Géza Komoróczy findet den vor einigen Wochen veröffentlichten Entwurf „künstlerisch geschmacklos, kitschig und unzulässig“. Denn das geplante Denkmal unterscheide nicht zwischen Tätern und Opfern. Vor dem Hintergrund mehrerer antiker Säulen stürzt ein Adler auf den wehrlosen Erzengel Gabriel. Der Adler steht für das Nazireich und der Erzengel für das christliche Ungarn. Die Juden kommen überhaupt nicht vor.
Rehabilitierung des „Reichsverwesers“
Ungarns damaliger Staatschef, der „Reichsverweser“ Miklós Horthy, war ein Verbündeter Hitlers, der sich später als Retter der Juden feiern ließ. Im Juli 1944 stoppte er die Deportation von 200.000 Budapester Juden. Vorher hatte er mehr als 435.000 Juden in die Vernichtungslager schicken lassen. „Ich kann die Rehabilitierung von Horthy und seinem Regime nicht hinnehmen“, protestiert der Zeithistoriker László Karsai, der einen von mehr als 100 ungarischen Intellektuellen und Künstlern unterschriebenen Brief verfasst hat, in dem die Gedenkpolitik und Geschichtsverfälschung der Regierung verurteilt wird.

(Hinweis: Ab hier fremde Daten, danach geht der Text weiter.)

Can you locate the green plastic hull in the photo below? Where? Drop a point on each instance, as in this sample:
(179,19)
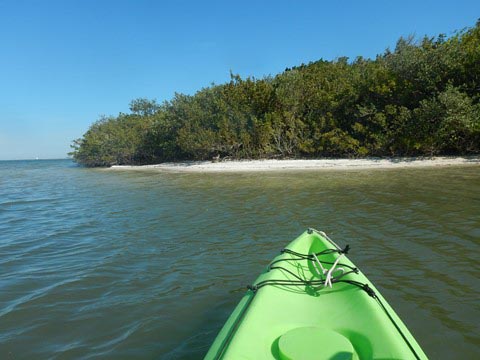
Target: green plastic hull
(282,320)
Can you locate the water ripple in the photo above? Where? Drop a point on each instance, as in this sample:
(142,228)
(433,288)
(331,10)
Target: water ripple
(150,265)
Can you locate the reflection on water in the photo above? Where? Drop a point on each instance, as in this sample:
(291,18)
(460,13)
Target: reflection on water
(150,264)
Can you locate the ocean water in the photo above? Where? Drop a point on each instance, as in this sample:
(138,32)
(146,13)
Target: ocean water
(98,263)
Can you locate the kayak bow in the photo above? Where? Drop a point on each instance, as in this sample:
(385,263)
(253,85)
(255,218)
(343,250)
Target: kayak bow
(312,302)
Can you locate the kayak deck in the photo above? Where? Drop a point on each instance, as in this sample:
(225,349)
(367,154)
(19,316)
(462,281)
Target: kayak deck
(313,303)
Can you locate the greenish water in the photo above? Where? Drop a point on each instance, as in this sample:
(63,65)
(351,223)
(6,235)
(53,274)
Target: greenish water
(123,264)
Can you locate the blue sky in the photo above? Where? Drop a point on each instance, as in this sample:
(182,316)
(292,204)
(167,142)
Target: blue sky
(65,63)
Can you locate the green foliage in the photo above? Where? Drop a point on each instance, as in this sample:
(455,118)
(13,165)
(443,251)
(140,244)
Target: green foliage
(420,99)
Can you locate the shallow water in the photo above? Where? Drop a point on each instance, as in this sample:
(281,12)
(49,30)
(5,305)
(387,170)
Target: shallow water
(144,264)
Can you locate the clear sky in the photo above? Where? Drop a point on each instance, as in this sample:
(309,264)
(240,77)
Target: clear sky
(64,63)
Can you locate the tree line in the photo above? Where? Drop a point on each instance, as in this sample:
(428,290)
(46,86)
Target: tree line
(421,99)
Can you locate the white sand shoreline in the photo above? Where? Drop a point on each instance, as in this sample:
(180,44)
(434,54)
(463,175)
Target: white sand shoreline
(319,164)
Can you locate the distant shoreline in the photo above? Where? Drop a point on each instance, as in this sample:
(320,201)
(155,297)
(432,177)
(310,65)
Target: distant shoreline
(297,165)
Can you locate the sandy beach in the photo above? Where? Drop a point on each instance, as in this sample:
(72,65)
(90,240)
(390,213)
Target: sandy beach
(319,164)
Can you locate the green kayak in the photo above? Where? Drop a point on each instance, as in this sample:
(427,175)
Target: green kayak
(313,303)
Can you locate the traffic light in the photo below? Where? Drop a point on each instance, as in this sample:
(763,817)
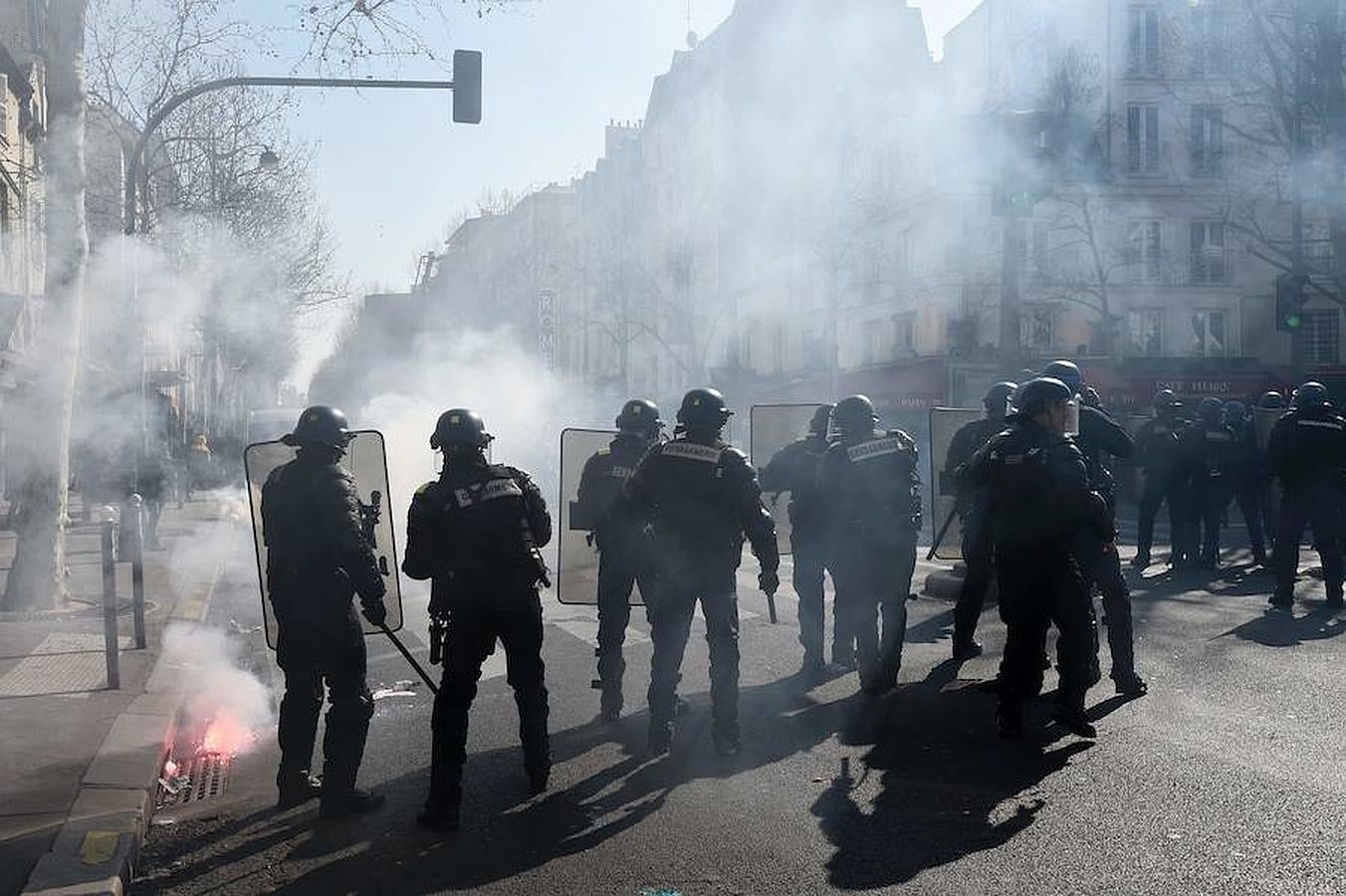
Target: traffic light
(467,87)
(1289,302)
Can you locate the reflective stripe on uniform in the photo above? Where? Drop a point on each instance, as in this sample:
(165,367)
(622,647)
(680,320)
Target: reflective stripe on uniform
(876,448)
(689,451)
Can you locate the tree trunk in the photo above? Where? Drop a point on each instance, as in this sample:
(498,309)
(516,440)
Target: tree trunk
(41,427)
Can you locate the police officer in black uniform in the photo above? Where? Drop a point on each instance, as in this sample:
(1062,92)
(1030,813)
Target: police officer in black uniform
(620,536)
(871,491)
(1246,477)
(1039,498)
(1306,452)
(1098,560)
(317,561)
(1159,454)
(475,535)
(972,513)
(703,498)
(1269,497)
(794,468)
(1208,448)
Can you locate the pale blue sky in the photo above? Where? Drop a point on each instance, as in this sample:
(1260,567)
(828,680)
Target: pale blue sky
(392,169)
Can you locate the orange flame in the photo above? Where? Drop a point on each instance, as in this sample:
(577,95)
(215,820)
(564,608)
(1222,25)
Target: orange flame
(226,735)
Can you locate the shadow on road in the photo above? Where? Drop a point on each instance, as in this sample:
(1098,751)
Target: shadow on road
(1277,628)
(948,787)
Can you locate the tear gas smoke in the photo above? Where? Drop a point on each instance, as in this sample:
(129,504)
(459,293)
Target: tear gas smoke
(225,705)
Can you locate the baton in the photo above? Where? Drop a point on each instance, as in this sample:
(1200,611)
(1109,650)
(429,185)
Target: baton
(944,531)
(420,670)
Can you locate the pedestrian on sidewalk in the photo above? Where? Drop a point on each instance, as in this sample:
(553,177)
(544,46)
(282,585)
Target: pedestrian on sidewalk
(318,560)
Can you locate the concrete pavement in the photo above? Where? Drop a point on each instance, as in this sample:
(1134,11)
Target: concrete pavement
(1225,780)
(80,763)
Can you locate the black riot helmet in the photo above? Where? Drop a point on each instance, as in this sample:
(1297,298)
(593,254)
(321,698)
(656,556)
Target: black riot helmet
(1311,394)
(1211,409)
(997,400)
(853,416)
(704,409)
(320,427)
(1166,401)
(639,416)
(1039,394)
(1270,400)
(820,421)
(1067,373)
(459,428)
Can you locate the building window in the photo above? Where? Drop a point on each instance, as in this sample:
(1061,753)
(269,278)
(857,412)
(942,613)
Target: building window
(871,341)
(1208,38)
(1209,334)
(1143,42)
(1143,138)
(905,334)
(1144,252)
(1146,330)
(1208,252)
(1035,328)
(1318,337)
(1208,140)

Karsai findet es untragbar, dass die ungarische Opfertheorie sogar in der Verfassung festgeschrieben wurde: „Das ungarische Volk ist unschuldig an allen Ereignissen zwischen 1944 und der Wende 1990. Mit der Ausnahme von wenigen Kollaborateuren. Ich bin wirklich enttäuscht, dass die Regierung sich diese Geschichtsdeutung zu eigen gemacht hat.“
„Ihr Deutsche und Österreicher habt euch der Geschichte gestellt“, klagt Magdolen Luting, eine arbeitslose Englischprofessorin, die eine jüdische Freundin zur Kundgebung begleitet. „Aber hier in Ungarn wird alles zugedeckt.“ Die Regierung von Viktor Orbán, die sonst meist bemüht ist, am Antisemitismus nicht zu rühren, hat nicht nur die jüdische Gemeinde gegen sich aufgebracht, sondern einmal mehr die internationale Presse auf den Plan gerufen.

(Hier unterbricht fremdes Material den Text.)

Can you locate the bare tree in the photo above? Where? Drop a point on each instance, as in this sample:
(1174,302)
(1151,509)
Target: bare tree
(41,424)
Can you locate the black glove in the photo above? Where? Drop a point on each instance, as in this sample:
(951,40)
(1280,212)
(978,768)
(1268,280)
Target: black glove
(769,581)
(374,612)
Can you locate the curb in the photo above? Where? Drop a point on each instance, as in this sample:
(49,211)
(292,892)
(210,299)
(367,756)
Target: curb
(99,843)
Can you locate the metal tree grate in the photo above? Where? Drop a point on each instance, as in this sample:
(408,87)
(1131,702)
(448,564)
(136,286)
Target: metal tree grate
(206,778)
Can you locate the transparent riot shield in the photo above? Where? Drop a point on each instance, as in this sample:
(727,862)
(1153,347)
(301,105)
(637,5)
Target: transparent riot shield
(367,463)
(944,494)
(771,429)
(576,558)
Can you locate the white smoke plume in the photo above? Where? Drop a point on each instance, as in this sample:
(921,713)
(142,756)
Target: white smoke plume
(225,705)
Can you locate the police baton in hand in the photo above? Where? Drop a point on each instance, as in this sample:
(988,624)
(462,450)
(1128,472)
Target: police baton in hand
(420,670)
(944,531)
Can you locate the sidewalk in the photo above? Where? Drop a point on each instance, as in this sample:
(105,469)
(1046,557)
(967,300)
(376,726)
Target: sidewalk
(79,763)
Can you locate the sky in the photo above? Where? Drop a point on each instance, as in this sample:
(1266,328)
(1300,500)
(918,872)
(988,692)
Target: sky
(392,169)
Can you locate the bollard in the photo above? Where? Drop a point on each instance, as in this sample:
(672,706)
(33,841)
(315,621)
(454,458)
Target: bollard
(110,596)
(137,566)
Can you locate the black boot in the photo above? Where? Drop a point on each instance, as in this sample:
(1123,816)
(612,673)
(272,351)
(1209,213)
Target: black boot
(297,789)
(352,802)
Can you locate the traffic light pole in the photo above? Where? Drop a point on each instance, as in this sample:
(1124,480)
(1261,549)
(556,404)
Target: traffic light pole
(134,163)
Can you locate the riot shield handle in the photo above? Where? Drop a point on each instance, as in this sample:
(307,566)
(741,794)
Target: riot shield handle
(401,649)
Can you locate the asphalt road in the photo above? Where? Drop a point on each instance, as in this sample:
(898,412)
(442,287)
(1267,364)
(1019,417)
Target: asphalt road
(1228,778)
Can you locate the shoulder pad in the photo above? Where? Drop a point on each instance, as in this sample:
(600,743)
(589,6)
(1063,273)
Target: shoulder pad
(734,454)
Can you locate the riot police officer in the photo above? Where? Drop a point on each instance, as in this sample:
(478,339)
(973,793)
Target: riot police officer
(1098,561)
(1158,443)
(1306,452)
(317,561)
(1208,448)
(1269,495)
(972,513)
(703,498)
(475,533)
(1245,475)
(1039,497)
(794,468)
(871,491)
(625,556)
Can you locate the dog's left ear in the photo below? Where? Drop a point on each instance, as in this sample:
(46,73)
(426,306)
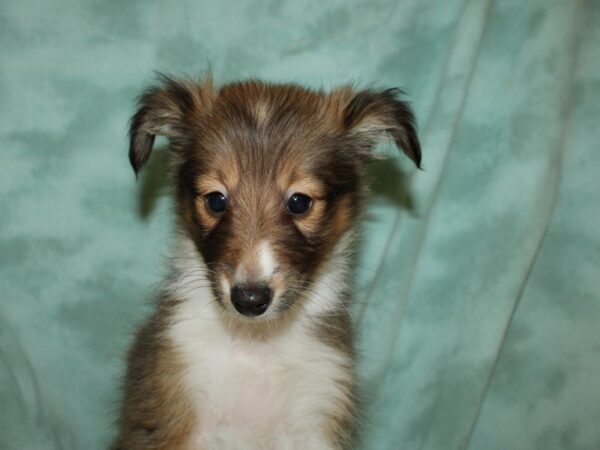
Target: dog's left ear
(372,113)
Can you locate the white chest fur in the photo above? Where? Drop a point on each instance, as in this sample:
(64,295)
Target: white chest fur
(254,394)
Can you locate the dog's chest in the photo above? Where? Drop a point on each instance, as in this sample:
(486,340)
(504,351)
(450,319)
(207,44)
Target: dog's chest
(258,395)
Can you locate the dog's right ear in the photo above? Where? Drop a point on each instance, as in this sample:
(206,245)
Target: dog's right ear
(165,110)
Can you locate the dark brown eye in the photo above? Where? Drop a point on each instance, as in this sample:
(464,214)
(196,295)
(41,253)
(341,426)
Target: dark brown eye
(299,204)
(216,202)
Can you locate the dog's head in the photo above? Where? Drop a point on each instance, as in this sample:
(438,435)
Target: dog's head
(268,177)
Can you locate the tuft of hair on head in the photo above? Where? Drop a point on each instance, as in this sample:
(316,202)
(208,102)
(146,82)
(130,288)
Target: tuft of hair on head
(165,109)
(372,113)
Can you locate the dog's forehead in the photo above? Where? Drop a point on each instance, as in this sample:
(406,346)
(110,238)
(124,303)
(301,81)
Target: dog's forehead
(268,134)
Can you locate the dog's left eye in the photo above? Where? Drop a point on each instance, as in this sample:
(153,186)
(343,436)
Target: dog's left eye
(216,202)
(299,203)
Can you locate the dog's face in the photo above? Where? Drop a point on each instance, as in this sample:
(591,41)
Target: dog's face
(268,178)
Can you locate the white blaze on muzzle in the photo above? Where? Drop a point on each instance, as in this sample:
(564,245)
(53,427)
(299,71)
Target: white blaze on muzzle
(258,265)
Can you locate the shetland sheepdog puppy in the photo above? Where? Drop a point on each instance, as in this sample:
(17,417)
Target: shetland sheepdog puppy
(250,345)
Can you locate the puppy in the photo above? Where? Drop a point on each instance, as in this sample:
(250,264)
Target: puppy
(250,345)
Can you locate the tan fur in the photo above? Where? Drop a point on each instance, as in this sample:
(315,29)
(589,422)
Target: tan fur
(201,375)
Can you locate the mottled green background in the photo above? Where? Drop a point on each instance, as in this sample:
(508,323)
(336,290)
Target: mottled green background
(478,280)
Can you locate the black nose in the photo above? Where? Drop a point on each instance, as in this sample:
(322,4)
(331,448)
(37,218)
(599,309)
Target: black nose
(251,300)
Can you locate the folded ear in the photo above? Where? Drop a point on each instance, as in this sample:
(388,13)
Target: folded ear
(372,113)
(163,110)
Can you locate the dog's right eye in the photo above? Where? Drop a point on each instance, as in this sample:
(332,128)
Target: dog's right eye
(216,202)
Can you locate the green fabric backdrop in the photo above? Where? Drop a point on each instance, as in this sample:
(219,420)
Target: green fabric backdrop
(478,279)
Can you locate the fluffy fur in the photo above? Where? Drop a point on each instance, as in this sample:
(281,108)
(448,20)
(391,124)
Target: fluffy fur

Bau des Denkmals verschoben
Und Orbáns Sprachrohr János Lázár, Staatssekretär im Amt des Ministerpräsidenten, machte es nicht besser, als er Mazsihisz vorwarf, der Verband hätte mit seiner Boykotthaltung „die Gesellschaft gespalten“. Um die Wogen zu glätten, verfügte die Regierung, dass die Errichtung des Denkmals aufgeschoben wurde.
Die aufgeheizte Debatte soll den Wahlkampf nicht stören. Am 6. April will sich die Fidesz-Regierung im Amt bestätigen lassen. Gordon Bajnai, einer der Anführer des linken Oppositionsbündnisses „Regierungswechsel“, warnte darauf, man solle sich nicht von dem „Spielen auf Zeit“ beeinflussen lassen. Denn „Pläne, die Geschichte zu fälschen, müssen ein für alle Mal verhindert werden“. Denn Ende Mai, wenn der Wahlkampf vorbei ist, soll es dann kommen, das skandalöse Kitsch-Monument.